# Northeast Mississippi Land for Sale?



## PulpFaction (Jul 23, 2009)

Does anyone have a possible contact for land in North Mississippi, particularly land (with or without a house) within an hour's drive of Oxford, MS and with possible owner financing or lease/purchase terms?

I'm looking for something between, probably 2 and 25 acres that I can live on and pay a reasonable mortgage on while I'm attending school. If there are existing buildings, fine, but I don't mind vacant land if utilities won't be too much of a pain. (Primarily water, I don't mind setting up solar/wind for what power I need right now.)
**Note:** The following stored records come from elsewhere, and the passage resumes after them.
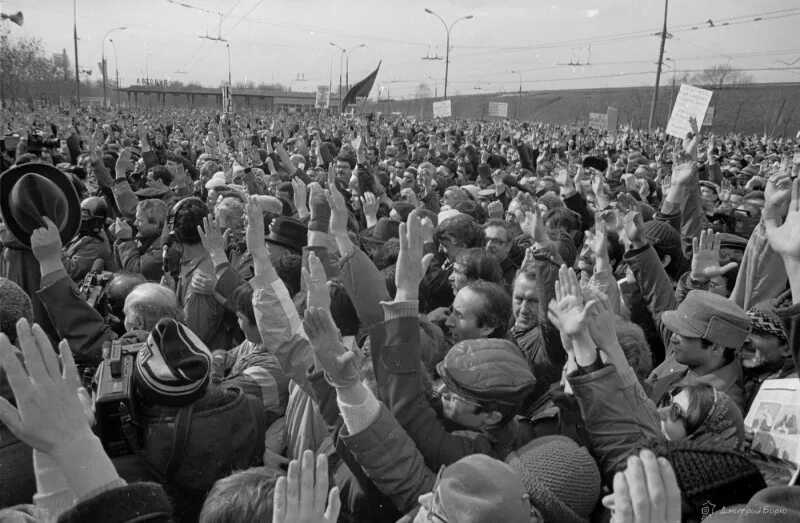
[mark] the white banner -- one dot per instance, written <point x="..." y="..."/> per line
<point x="691" y="102"/>
<point x="709" y="119"/>
<point x="498" y="109"/>
<point x="612" y="117"/>
<point x="598" y="121"/>
<point x="442" y="109"/>
<point x="323" y="100"/>
<point x="226" y="99"/>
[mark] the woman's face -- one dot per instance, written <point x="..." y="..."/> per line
<point x="673" y="416"/>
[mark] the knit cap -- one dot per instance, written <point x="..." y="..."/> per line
<point x="561" y="478"/>
<point x="172" y="370"/>
<point x="14" y="305"/>
<point x="320" y="210"/>
<point x="710" y="477"/>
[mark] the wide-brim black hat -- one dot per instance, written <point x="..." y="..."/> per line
<point x="31" y="191"/>
<point x="288" y="233"/>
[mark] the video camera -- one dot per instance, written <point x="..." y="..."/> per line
<point x="113" y="386"/>
<point x="94" y="284"/>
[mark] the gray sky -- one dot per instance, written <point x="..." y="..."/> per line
<point x="277" y="40"/>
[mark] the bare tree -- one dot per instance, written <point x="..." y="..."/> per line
<point x="721" y="76"/>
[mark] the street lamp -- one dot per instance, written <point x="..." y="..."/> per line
<point x="116" y="65"/>
<point x="447" y="54"/>
<point x="346" y="56"/>
<point x="520" y="93"/>
<point x="104" y="60"/>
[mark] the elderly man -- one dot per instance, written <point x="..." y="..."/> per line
<point x="142" y="254"/>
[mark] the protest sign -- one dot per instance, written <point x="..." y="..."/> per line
<point x="442" y="109"/>
<point x="691" y="102"/>
<point x="598" y="120"/>
<point x="709" y="119"/>
<point x="498" y="109"/>
<point x="773" y="418"/>
<point x="323" y="100"/>
<point x="226" y="99"/>
<point x="612" y="117"/>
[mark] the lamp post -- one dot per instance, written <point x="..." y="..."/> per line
<point x="75" y="38"/>
<point x="105" y="102"/>
<point x="346" y="56"/>
<point x="520" y="93"/>
<point x="116" y="66"/>
<point x="447" y="53"/>
<point x="229" y="65"/>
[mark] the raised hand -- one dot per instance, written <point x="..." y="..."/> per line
<point x="785" y="239"/>
<point x="705" y="257"/>
<point x="647" y="491"/>
<point x="633" y="227"/>
<point x="316" y="282"/>
<point x="534" y="226"/>
<point x="338" y="363"/>
<point x="339" y="214"/>
<point x="49" y="415"/>
<point x="411" y="264"/>
<point x="211" y="236"/>
<point x="299" y="497"/>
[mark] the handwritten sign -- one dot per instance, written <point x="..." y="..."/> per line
<point x="226" y="99"/>
<point x="612" y="117"/>
<point x="498" y="109"/>
<point x="323" y="100"/>
<point x="598" y="120"/>
<point x="691" y="102"/>
<point x="709" y="119"/>
<point x="442" y="109"/>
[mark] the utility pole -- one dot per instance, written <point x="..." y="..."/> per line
<point x="658" y="70"/>
<point x="75" y="38"/>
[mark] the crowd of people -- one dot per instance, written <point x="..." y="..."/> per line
<point x="256" y="316"/>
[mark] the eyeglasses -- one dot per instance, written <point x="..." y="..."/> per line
<point x="433" y="517"/>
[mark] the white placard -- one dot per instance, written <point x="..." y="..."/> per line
<point x="598" y="121"/>
<point x="442" y="109"/>
<point x="773" y="417"/>
<point x="691" y="102"/>
<point x="323" y="100"/>
<point x="612" y="117"/>
<point x="226" y="99"/>
<point x="498" y="109"/>
<point x="709" y="119"/>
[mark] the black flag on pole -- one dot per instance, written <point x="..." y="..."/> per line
<point x="362" y="88"/>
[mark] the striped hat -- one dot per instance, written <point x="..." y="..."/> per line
<point x="172" y="370"/>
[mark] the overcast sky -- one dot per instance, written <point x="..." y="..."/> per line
<point x="279" y="40"/>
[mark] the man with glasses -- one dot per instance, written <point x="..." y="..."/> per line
<point x="497" y="238"/>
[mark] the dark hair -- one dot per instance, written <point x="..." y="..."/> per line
<point x="243" y="496"/>
<point x="242" y="300"/>
<point x="562" y="218"/>
<point x="160" y="172"/>
<point x="288" y="268"/>
<point x="479" y="265"/>
<point x="387" y="254"/>
<point x="462" y="229"/>
<point x="286" y="187"/>
<point x="344" y="157"/>
<point x="497" y="309"/>
<point x="189" y="214"/>
<point x="701" y="401"/>
<point x="342" y="309"/>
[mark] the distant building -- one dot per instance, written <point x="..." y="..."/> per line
<point x="143" y="95"/>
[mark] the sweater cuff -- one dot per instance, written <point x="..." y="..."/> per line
<point x="393" y="310"/>
<point x="52" y="277"/>
<point x="358" y="418"/>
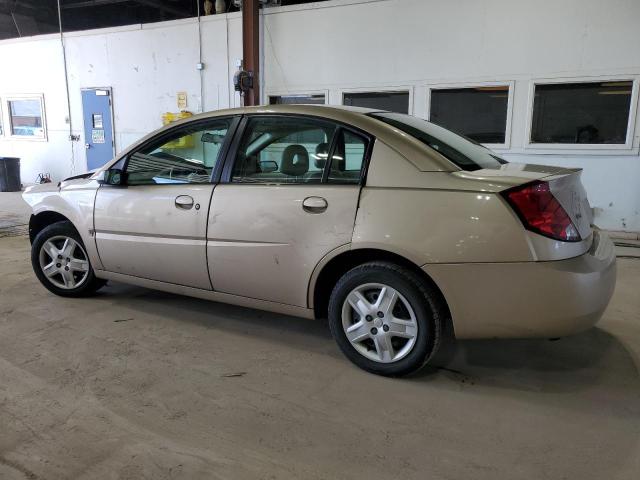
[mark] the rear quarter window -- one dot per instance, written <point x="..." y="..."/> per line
<point x="463" y="152"/>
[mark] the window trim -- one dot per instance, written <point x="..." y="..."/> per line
<point x="390" y="89"/>
<point x="231" y="154"/>
<point x="217" y="169"/>
<point x="26" y="96"/>
<point x="501" y="83"/>
<point x="582" y="148"/>
<point x="280" y="93"/>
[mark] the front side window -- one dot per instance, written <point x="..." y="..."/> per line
<point x="297" y="99"/>
<point x="283" y="150"/>
<point x="389" y="101"/>
<point x="27" y="117"/>
<point x="479" y="113"/>
<point x="188" y="156"/>
<point x="581" y="113"/>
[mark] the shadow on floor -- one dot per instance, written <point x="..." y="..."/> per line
<point x="570" y="364"/>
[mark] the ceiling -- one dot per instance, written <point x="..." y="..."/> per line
<point x="23" y="18"/>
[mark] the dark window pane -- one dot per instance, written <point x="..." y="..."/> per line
<point x="478" y="113"/>
<point x="26" y="117"/>
<point x="389" y="101"/>
<point x="589" y="113"/>
<point x="296" y="99"/>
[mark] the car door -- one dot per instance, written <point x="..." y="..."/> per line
<point x="289" y="197"/>
<point x="154" y="224"/>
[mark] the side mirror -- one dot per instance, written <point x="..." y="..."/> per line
<point x="110" y="177"/>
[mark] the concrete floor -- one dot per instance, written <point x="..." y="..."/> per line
<point x="140" y="384"/>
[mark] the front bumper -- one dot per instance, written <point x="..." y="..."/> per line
<point x="529" y="299"/>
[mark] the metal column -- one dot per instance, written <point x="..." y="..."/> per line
<point x="251" y="48"/>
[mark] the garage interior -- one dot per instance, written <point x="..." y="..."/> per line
<point x="135" y="383"/>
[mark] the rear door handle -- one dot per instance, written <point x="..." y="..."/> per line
<point x="184" y="202"/>
<point x="314" y="204"/>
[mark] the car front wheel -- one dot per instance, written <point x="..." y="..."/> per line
<point x="61" y="263"/>
<point x="385" y="318"/>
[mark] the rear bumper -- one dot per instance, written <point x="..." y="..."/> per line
<point x="529" y="299"/>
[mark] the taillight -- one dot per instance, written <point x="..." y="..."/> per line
<point x="540" y="212"/>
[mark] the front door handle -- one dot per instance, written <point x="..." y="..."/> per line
<point x="184" y="202"/>
<point x="314" y="204"/>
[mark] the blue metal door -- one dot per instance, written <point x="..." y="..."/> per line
<point x="98" y="129"/>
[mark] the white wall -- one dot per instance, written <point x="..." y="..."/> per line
<point x="336" y="46"/>
<point x="145" y="65"/>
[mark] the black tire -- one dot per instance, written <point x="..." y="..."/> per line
<point x="89" y="286"/>
<point x="429" y="309"/>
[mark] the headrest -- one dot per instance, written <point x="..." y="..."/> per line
<point x="295" y="161"/>
<point x="322" y="153"/>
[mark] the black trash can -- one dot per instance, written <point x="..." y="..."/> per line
<point x="10" y="174"/>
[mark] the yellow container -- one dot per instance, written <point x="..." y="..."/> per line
<point x="182" y="142"/>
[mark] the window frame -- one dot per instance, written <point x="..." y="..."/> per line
<point x="500" y="83"/>
<point x="169" y="133"/>
<point x="583" y="148"/>
<point x="279" y="93"/>
<point x="25" y="96"/>
<point x="390" y="89"/>
<point x="231" y="154"/>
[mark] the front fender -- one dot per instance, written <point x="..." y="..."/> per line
<point x="74" y="200"/>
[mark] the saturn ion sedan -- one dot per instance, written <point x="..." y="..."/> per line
<point x="394" y="229"/>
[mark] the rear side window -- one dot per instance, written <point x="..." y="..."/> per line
<point x="348" y="158"/>
<point x="465" y="153"/>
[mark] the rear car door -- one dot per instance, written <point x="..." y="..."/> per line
<point x="154" y="225"/>
<point x="289" y="196"/>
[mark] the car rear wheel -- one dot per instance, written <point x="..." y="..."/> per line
<point x="385" y="318"/>
<point x="61" y="263"/>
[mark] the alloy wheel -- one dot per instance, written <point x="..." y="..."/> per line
<point x="379" y="322"/>
<point x="64" y="262"/>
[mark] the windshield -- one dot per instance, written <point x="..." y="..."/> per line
<point x="465" y="153"/>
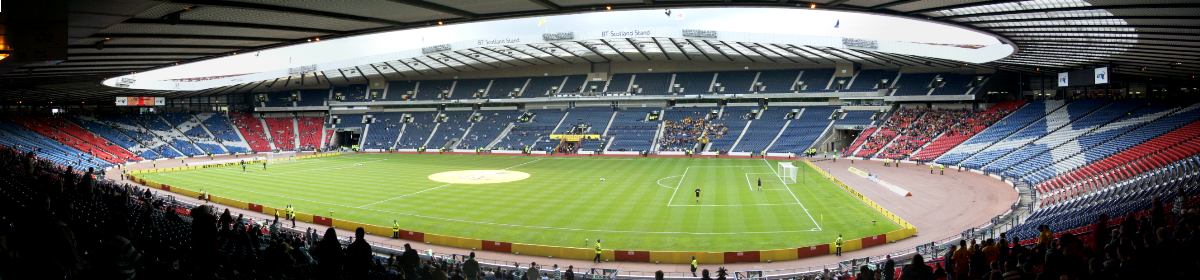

If anyone has any possible leads, please let me know! I'm striking out, but I feel like I must just not be looking in the right places. It's hard to research this from afar, I'm discovering.

Rachel Drinkard


----------



## dave_p (Oct 11, 2005)

Hi, you might look through the ads here and find something. Klik on "current issue" after opening, it will load a .pdf with lots of land ads and other farm related stuff. http://www.mdac.state.ms.us/n_library/pub_form/mkt_bulletin/index_marketbulletin.asp
I have a nice 10 acre place with a small cabin, three years new, almost 1200 feet road frontage on county road , 3 miles from Okolona Ms. Very private,no close neighbors, high speed internet, nice garden spot, and great pasture, all open with new fencing, great horse habitat. About 1 hours drive from UM. No owner finance though. $60,000. dp
IM for more info.


----------



## digApony (Oct 8, 2009)

dave_p said:


> Hi, you might look through the ads here and find something. Klik on "current issue" after opening, it will load a .pdf with lots of land ads and other farm related stuff. http://www.mdac.state.ms.us/n_library/pub_form/mkt_bulletin/index_marketbulletin.asp
> I have a nice 10 acre place with a small cabin, three years new, almost 1200 feet road frontage on county road , 3 miles from Okolona Ms. Very private,no close neighbors, high speed internet, nice garden spot, and great pasture, all open with new fencing, great horse habitat. About 1 hours drive from UM. No owner finance though. $60,000. dp
> IM for more info.


Can you tell me more about your place? Power, water, etc. I am very interested in the horse habitat and the fact that it is close to Tupelo. Thanks, digApony 

Also you mention great horse habitat. Can you tell me more about your land? Is it pretty level, pasture land with/without ponds, streams? My husband and I are riders.... mostly trail riding; especially in the early dawn. Your land is only 10 acres. Is there "public/available" land nearby for trail riding? Something that we could just throw a saddle on and go....without having to trailer horses.

Oh ya, out buildings?


----------



## Ravenlost (Jul 20, 2004)

There's 30 acres right next door to us. We're an hour's drive from Oxford. The land is just hay field, but it does have a driveway into it. No other upgrades though.


----------



## Ravenlost (Jul 20, 2004)

Found you the perfect place in Oxford:

http://northmiss.craigslist.org/grd/1413121221.html

http://s658.photobucket.com/albums/uu307/mky286/BOBCAT 337/house/


----------